Kathleen Frenette - Journal de Québec

JEAN-FRANCOIS DESGAGNES/JOURNAL

Bien qu’il se soit dit «tétanisé» et «incapable de témoigner» dans le cadre de son procès devant jury pour agression sexuelle, le pasteur Paul Mukendi ne pourra pas bénéficier d’une deuxième chance.

C’est la décision qui a été rendue par la Cour d’appel, jeudi matin, trois jours après que les avocats se soient fait entendre.

Lundi, Me Dominique Bertrand, l’avocate de celui qui se fait appeler «l’apôtre de Québec» avait exposé à la formation que son client avait été «tétanisé» à la suite d’un courriel reçu au moment du procès, en juin 2019, et que cet état l’avait empêchée de témoigner pour sa défense.

Un courriel qui avait d’abord été envoyé à la poursuivante, Me Sonia Lapointe, qui l’avait par la suite divulgué à la défense tout en spécifiant que ce dernier ne serait pas mis en preuve.

À la Cour d’appel, Mukendi demandait la permission de produire le courriel, un rapport psychiatrique fait par le docteur Pierre Mailloux ainsi que son propre témoignage.

Maître de son procès

«L’accusé demeure le maître de son procès.

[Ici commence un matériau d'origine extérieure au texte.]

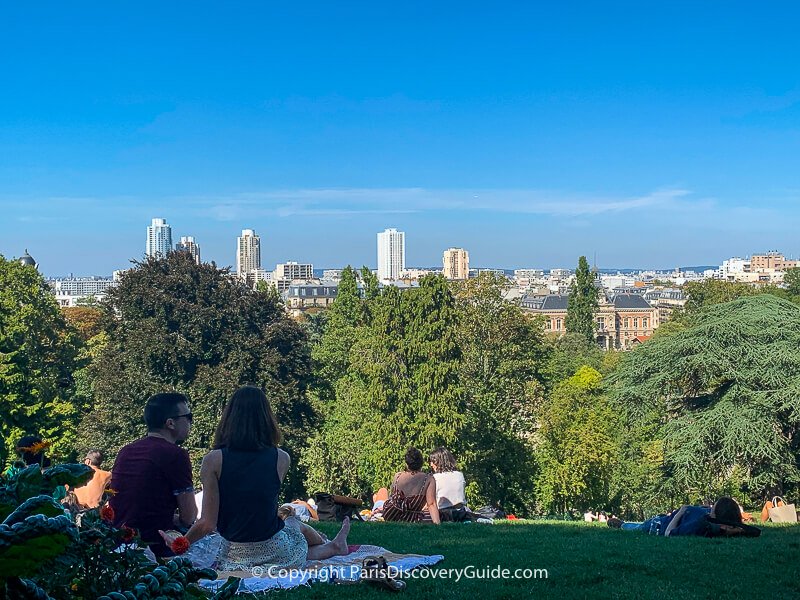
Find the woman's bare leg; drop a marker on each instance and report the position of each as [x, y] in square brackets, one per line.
[336, 547]
[312, 536]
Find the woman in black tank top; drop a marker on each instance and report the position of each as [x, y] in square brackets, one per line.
[241, 480]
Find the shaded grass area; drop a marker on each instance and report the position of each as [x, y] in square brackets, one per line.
[582, 560]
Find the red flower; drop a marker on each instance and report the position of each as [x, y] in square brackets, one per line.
[107, 513]
[179, 545]
[128, 533]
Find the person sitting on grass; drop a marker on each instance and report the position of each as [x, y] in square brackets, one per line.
[722, 519]
[450, 484]
[90, 494]
[152, 477]
[412, 498]
[242, 477]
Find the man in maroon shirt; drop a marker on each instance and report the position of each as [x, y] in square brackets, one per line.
[152, 477]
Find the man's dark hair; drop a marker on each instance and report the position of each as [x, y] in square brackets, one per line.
[95, 458]
[413, 459]
[161, 407]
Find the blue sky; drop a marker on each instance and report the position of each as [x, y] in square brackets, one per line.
[649, 134]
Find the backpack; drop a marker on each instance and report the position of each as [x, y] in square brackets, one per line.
[336, 508]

Il doit assumer la responsabilité pour les conséquences de ses décisions. Il n’est pas dans l’intérêt de la justice de permettre au requérant de rouvrir son procès (...) parce qu’il remet maintenant en question la décision qu’il avait prise de ne pas témoigner», ont rappelé les juges.

La Cour a également souligné que « la proposition» selon laquelle le fondateur et président international du Ministère Paul Mukendi et pasteur principal du Centre évangélique Parole de Vie à Québec se soit retrouvé «dans une situation de faiblesse et d’abattement qui l’a empêché de communiquer adéquatement avec ses avocats» à la suite de la réception du courriel, «ne tenait pas la route».

«Après la communication du courriel, le procès s’est poursuivi pendant près de treize jours», a dit la Cour d’appel en ajoutant que rien n’avait été porté à l’attention du Tribunal.

«Il n’y a pas eu de demande d’ajournement ou d’avortement du procès. Le requérant n’a pas demandé d’être entendu hors jury afin de faire part de l’état d’inaptitude dont il se plaindra seulement quatre mois après sa déclaration de culpabilité», ont ajouté les juges.

Coupable

Rappelons que le 29 juin 2019, après 17 jours de procès, un jury a déclaré Mukendi coupable de neuf chefs d’accusation d’agression sexuelle, de voies de fait causant des lésions et de menace sur une plaignante.

Deux jours plus tard, la défense avait porté le verdict en appel.